The good news is that Green Tomato, which is involved in other Passivhaus projects in the London area, persevered. It took about a year to bring the renovation far enough along for Passivhaus certification, which the house earned last month, along with an airtightness reading of 0.4905 air changes per hour at 50 Pascal pressure difference.

Teaching an old building new tricks

Because much of the original timber was compromised in some way, the team used a combination of steel (more than 5 tons of it), wood, and manufactured studs and joists to rebuild and steady the skeleton. A 130-mm. layer of Kingspan Kooltherm rigid closed-cell foam was installed outside the OSB sheathing on the roof and exterior walls (see image number 5), and a 50-mm. layer of rigid foam was installed on the inside of the roof and wall framing. Aluminum tape was used to seal gaps. The Green Tomato project blog notes that the insulation package delivers thermal resistance of U-0.1 (R-56.78).

The project’s triple-glazed windows, which had to conform to the sizes and styling of the originals, were custom built by Ryder Strategies Europe using newly developed glazing from Pilkington Glass.
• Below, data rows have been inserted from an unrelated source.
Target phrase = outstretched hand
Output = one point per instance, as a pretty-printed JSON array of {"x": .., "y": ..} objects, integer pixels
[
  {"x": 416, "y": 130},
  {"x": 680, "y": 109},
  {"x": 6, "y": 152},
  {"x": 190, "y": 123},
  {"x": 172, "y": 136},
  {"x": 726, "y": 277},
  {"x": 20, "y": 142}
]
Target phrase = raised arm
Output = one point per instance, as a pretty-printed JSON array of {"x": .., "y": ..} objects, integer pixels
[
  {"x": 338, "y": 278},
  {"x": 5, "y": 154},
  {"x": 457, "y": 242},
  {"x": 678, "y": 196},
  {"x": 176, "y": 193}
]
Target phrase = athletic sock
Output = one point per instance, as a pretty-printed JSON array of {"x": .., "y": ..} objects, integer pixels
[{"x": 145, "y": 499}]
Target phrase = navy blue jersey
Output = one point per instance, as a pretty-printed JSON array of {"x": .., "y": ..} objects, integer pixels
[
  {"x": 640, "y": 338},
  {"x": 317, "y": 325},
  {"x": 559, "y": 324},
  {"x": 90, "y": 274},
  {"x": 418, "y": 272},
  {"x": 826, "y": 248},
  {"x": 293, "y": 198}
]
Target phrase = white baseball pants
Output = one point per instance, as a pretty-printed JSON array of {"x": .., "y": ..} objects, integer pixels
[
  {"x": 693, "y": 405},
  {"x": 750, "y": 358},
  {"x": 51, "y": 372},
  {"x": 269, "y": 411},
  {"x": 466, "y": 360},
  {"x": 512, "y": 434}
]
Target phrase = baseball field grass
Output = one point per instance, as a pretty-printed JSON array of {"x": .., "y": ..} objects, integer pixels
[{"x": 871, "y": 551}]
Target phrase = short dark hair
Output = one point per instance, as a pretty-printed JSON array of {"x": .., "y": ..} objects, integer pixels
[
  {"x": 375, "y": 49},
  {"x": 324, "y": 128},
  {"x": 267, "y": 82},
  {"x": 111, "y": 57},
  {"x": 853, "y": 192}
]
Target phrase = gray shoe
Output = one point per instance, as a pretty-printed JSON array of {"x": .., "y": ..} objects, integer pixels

That process took a few months longer than originally planned, although the windows met every design and performance requirement.

The house is equipped with a small photovoltaic system (1.17 kW) whose array is angled unobtrusively on an A-frame on the flat rooftop, and two solar thermal flat-plate panels (5.57 kW) embedded in the slate-shingle roof. The project’s only other renewable energy system is a labyrinthine heat exchange the builder devised and then installed under the kitchen floor – it is about 3 ft. underground, covers about 300 sq. ft., and is sealed with an antibacterial film – to “prep” the incoming air to about 55 degrees F before it reaches the building’s heat recovery ventilator, a Genvex Combi. The total cost of the renovation came to about $414,300.